While Madeleine is with me, a team from the television program
Nightline
shows up to tape an interview with me. The interview, scheduled before the surgery, is for possible use in a special Ted Koppel will be doing about Moe Armstrong, one of the people I've written about in a book for which I'd corrected page proofs a few weeks before surgery and which is scheduled for publication in early May.

Whatever the book's virtues or deficiencies, or the response to it in the world, one undeniably good thing about it, I say to my cousin—the best thing, for sure—is that it is not going to be published posthumously.

A week after I arrive home—two weeks after surgery—Seth and Miriam fly up from Washington, D.C., for a few days, and we drive with friends to Amherst to watch UMass play Temple in the last home basketball game of the regular season. We park about three-quarters of a mile from the UMass arena and walk at a brisk pace, and in icy weather, to and from the game. (UMass wins 57–49.)

By the time Miriam and Seth leave, I am doing what I have been doing for most of my adult life—waking early, making myself breakfast, and then going up to my third-floor office, turning off my phone, and working at my writing. By the end of the following week, as I initially recall this period of my recovery, I am walking between five and ten miles each day, and a week after this—four weeks after surgery—I am back in the pool, once again swimming a mile a day.

My recovery is as swift and full as my crisis was sudden and surprising.

“You've had a true near-death experience,” Phil says to me several times, but though I feel happy to be alive, and though I'm aware that friends and family also seem happy that I'm still here, what has happened, I tell Phil, hardly seems real. The moment when, two days after surgery, I was walking along the hospital corridor by myself, though, stays with me and seems
very
real—and the words that came to me then sing to me now, intermittently and insistently:
How little we know
.

But for some good fortune, good friends, and good doctors, I keep reminding myself, I could just as easily not be here, and I wonder if, for purposes of telling this story, I can do what I need to do for that moment to take root and—like collateral blood vessels?—begin to blossom.

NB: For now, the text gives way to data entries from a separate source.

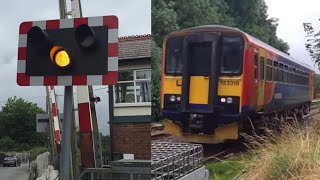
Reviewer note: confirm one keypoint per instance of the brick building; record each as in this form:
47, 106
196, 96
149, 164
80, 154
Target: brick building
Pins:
132, 98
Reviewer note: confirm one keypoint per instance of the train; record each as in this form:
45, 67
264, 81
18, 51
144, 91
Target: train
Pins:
217, 81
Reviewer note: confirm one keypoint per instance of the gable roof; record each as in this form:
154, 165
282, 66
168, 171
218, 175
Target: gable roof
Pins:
132, 47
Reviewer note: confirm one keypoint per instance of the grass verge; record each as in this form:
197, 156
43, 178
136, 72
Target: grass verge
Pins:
292, 154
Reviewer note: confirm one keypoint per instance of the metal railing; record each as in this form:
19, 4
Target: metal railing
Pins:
174, 160
123, 169
106, 174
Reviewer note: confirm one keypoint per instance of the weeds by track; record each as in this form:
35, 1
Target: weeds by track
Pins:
218, 152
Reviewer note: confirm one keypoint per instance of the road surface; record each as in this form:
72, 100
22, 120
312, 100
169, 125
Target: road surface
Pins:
15, 173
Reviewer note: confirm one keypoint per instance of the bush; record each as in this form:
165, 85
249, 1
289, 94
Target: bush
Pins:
7, 144
37, 151
293, 154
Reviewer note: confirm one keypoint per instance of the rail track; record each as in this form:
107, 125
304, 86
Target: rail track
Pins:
218, 152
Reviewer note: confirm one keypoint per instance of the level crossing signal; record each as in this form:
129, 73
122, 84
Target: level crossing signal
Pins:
68, 52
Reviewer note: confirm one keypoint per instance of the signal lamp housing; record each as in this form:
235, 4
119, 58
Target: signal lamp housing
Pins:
38, 38
85, 36
60, 57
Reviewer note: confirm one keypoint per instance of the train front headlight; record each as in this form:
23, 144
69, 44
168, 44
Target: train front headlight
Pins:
172, 98
229, 100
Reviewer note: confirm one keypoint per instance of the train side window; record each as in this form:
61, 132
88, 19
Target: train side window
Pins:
256, 67
280, 72
285, 77
275, 70
261, 68
269, 70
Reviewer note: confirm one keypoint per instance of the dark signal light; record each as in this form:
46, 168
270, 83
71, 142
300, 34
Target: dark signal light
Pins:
39, 38
60, 57
85, 36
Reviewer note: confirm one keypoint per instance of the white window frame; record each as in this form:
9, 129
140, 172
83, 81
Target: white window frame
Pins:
134, 81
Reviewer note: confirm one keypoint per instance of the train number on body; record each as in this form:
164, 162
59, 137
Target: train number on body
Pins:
230, 82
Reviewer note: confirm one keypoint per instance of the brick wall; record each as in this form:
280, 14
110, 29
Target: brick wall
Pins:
133, 138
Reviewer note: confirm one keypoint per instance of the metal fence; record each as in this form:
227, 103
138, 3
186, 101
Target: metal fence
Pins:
124, 169
23, 156
174, 160
106, 174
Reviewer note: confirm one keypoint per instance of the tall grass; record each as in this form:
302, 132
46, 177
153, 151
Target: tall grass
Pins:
292, 154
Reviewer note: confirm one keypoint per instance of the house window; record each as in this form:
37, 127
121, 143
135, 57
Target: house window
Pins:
134, 86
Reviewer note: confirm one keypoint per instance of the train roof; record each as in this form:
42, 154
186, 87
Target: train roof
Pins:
249, 37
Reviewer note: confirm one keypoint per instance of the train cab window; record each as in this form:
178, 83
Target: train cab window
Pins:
269, 70
256, 67
261, 68
200, 58
275, 70
174, 55
232, 54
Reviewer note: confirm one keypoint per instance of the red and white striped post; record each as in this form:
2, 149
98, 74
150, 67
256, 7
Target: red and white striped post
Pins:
55, 115
85, 127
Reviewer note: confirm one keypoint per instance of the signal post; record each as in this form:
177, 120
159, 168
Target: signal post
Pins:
68, 52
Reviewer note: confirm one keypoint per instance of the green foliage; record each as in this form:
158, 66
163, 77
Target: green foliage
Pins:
37, 151
228, 169
18, 124
317, 86
313, 42
164, 20
7, 144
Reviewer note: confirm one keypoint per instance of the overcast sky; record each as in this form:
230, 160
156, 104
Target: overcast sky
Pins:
292, 14
134, 19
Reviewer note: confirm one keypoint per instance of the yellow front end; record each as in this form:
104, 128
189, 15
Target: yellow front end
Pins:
199, 92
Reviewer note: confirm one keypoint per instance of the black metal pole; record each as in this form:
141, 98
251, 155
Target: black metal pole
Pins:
111, 116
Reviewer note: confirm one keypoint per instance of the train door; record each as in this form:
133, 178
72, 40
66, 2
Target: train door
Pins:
262, 53
256, 76
199, 77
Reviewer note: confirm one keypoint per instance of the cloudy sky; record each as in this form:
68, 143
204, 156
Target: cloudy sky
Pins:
134, 19
291, 15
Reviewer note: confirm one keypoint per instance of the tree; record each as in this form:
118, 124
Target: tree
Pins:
164, 20
251, 17
313, 42
18, 122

Novels and stories have often come to me this way: moments, words, or voices, seemingly dissociated, attaching themselves to fragments of memory, or imagined scenes, or dimly lit and half-hidden faces, images, or remembered pieces of dreams—or to odd bits of diverse and arcane data, along with a curiosity concerning matters unknown and half-known that I long to know more about: of how certain things are or were or might be, and of how and why things work or happen the way they do. These seemingly random elements spin around in my mind, conspire in my imagination, and fire my desire
to know
. When the words, pictures, and dramas that take up residence within my consciousness become more real to me than the external world, I yield to them. Then, in and through the writing itself—the making of stories—I have sometimes been able to make sense out of what for me would otherwise remain senseless and confusing. It is largely through this process that I have, through
most of my adult life, been able to make peace with matters disparate, disturbing, and often terrifying.

I talk with my brother Robert several times. Although he is designated as mad by the world (the consensus of the staff at his present hospital, as at his previous residence, South Beach Psychiatric Center on Staten Island, is that he will
never
be able to live outside the locked ward of a hospital), in his conversations with me he seems very realistic and very loving.

He says he is relieved and happy I have survived surgery and am back home, and he asks about my new book—the one about to appear—and if I am going to stop writing about
him
and go back to writing novels again. When will he be able to see me? I tell him that I'm already back at work on a novel, and that the doctors want me to wait four weeks before I drive again—not to protect my heart, but to ensure that my chest, stapled, sewn, and wired back together, won't experience undue strain. As soon as I'm given the green light, I say, I'll come down to visit him.